After misunderstanding some defense-related comments from the French president, a childish Twitter troll mocked France's performance during WW2.

+ "The U.S. midterm elections produced a divided Congress, limiting movement on major domestic issues for the next two years. As he mounts his reëlection bid for 2020 Trump will need foreign-policy breakthroughs to appear either productive or Presidential. Yet he seems, instead, to be withdrawing further." The New Yorker: Trump Completes a Shameful Trip to Paris, Just as He Needs the Global Stage.

5

Nano Nano

"Their lack of fame is one of the qualities that make them approachable. When they recommend a shampoo or a lotion or a furniture brand on Instagram, their word seems as genuine as advice from a friend." We've long known that brands reach consumers via commercial deals with celebrities who have massive social followings. But it turns out, even those with relatively tiny follower numbers are getting in on the game. Sapna Maheshwari in the NYT: Are You Ready for the Nanoinfluencers? (Me: "These marketing relationships are eating away at the meaning of human relationships." My family: "Dude, please, get a revenue model already...")

+ And it turns out that the social media influencer action extends to patients recommending treatments to followers. "It's a lucrative new frontier for drug advertising — and for patients, too, who benefit from close contact with the drug maker and, often, a fee. But it is also an increasingly regulated frontier, and one with ethical quandaries that some experts say the drug industry hasn't fully considered."

6

Crime Doesn’t Pay (But No Crime Does)

"In most American cities, a homicide costs the city about a million dollars, easily ... That's important when you start to think about the cost of this type of interruption approach versus the cost each unprevented shooting has on a city." What if you could spend a lot less money and also prevent the homicide? That's the goal of program that basically pays violent criminals to stay out of trouble. WaPo: In Sacramento, trying to stop a killing before it happens.

7

Pass Backwards

"The lawsuit filed in DC District Court on Tuesday morning demanded that the administration return Acosta's White House 'hard pass' credentials and asked the court for an immediate restraining order requiring Acosta's pass to be returned. A hard pass allows journalists regular and unescorted access to the White House and White House briefings." CNN just sued President Trump for banning Jim Acosta from The White House.

8

Lee Way

"Few things are more tragic than the death of an idea. Especially one that has been a shining beacon for the entire world." A Stan Lee comic from 2007: America Is a Dream.

+ LA Times: An illustrated tribute to Stan Lee and his career.

+ "The character was supposed to be gray, but according to Lee, the printer had a hard time keeping the color consistent. 'So as of issue 2, with no explanation, he turned green." 10 interesting facts about Stan Lee.

9

Wasted Youth

"With the exception of perhaps incest and bestiality—and of course nonconsensual sex more generally—our culture has never been more tolerant of sex in just about every permutation. But despite all this, American teenagers and young adults are having less sex." The Atlantic: Why Are Young People Having So Little Sex? (Netflix and Chill has slowly evolved into Netflix and More Netflix...)
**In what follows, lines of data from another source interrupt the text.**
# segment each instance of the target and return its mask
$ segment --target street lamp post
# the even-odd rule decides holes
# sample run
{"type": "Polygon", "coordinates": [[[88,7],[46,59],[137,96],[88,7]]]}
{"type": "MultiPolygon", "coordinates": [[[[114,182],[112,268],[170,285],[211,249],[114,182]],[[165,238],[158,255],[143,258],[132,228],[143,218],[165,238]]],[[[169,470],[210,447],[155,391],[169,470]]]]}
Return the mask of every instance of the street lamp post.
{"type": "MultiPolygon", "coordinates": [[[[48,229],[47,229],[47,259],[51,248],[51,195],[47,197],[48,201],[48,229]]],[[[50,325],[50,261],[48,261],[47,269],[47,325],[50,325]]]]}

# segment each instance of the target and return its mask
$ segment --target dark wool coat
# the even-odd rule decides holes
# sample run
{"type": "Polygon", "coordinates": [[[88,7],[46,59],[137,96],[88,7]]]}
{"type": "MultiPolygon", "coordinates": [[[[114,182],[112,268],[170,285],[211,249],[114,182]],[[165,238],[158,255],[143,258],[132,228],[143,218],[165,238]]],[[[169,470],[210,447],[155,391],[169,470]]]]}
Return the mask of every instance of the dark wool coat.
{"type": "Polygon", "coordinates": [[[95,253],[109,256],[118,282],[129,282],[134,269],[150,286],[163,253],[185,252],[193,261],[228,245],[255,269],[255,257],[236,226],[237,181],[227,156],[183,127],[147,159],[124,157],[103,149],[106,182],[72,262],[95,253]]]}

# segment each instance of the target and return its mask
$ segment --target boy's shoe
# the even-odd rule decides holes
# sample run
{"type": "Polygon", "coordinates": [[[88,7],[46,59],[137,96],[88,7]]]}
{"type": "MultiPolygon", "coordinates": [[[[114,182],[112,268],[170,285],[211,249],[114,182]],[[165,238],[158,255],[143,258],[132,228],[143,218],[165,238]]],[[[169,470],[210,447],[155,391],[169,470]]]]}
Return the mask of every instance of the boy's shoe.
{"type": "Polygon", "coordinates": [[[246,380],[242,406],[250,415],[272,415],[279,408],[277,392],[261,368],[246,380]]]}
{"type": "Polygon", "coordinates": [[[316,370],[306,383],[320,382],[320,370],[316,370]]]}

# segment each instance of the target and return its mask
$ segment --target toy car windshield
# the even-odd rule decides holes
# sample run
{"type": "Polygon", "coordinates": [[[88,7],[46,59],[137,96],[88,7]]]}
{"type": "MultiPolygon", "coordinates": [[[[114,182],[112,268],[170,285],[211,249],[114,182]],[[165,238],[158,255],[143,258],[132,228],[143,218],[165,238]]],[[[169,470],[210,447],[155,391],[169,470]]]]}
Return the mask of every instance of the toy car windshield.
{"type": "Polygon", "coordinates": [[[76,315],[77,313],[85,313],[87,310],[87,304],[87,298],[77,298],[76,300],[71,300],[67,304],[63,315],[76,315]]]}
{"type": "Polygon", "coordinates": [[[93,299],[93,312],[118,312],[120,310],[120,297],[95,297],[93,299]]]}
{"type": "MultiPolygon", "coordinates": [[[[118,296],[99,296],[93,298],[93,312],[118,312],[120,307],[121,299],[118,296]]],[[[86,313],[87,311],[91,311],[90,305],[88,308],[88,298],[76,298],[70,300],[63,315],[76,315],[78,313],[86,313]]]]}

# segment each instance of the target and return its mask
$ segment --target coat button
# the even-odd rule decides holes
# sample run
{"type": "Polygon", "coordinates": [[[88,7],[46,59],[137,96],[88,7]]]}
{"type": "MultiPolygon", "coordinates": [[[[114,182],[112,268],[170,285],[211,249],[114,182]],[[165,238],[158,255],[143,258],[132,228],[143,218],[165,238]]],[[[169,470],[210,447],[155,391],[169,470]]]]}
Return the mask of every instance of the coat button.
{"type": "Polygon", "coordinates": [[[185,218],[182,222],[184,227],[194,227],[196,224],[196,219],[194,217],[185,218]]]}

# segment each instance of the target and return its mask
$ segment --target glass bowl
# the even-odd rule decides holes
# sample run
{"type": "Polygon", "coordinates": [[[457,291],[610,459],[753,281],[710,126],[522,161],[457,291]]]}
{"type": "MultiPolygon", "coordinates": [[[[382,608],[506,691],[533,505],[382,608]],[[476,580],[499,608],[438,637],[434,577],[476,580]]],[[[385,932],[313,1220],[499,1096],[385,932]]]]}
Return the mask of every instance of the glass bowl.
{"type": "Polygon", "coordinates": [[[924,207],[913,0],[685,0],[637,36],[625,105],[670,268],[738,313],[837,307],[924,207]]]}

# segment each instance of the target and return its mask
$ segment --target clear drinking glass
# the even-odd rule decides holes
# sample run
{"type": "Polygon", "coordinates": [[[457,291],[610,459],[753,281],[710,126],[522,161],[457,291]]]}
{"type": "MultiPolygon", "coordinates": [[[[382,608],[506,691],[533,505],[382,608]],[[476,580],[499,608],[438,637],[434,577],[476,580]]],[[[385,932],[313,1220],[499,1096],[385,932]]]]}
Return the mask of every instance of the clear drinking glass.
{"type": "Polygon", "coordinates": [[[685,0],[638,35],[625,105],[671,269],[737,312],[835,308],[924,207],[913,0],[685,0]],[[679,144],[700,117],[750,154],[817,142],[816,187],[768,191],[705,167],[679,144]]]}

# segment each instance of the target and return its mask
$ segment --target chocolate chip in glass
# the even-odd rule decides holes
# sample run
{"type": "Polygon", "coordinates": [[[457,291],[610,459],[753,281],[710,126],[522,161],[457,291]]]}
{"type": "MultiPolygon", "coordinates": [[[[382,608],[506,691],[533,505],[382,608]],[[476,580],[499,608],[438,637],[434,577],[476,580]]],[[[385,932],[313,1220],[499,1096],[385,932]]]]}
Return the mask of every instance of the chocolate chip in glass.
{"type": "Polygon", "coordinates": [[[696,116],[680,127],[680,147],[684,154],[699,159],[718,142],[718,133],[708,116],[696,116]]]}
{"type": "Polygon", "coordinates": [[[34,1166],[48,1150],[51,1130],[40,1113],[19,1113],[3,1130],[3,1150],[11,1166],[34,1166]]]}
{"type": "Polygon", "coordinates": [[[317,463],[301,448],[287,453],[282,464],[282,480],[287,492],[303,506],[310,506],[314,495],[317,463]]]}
+ Politico: How the GOP Gave Up on Porn. "Once, the fight against pornography was the beating heart of the American culture war. Now porn is a ballooning industry — and maybe a harmful one —with no real opponents. What happened?" (Editor's note: The internet happened...)

10

Bottom of the News

"Until now, its mass has been defined by the granddaddy of all kilos: a golf ball-sized metal cylinder locked in a vault in France. For more than a century, it has been the one true kilogram upon which all others were based. No longer." The kilogram is changing.

+ Paper coffee cups will be the death of us. (And we were so sure it would be plastic straws...)

+ Want to see a fast pit stop? Trust me, this won't take much of your time.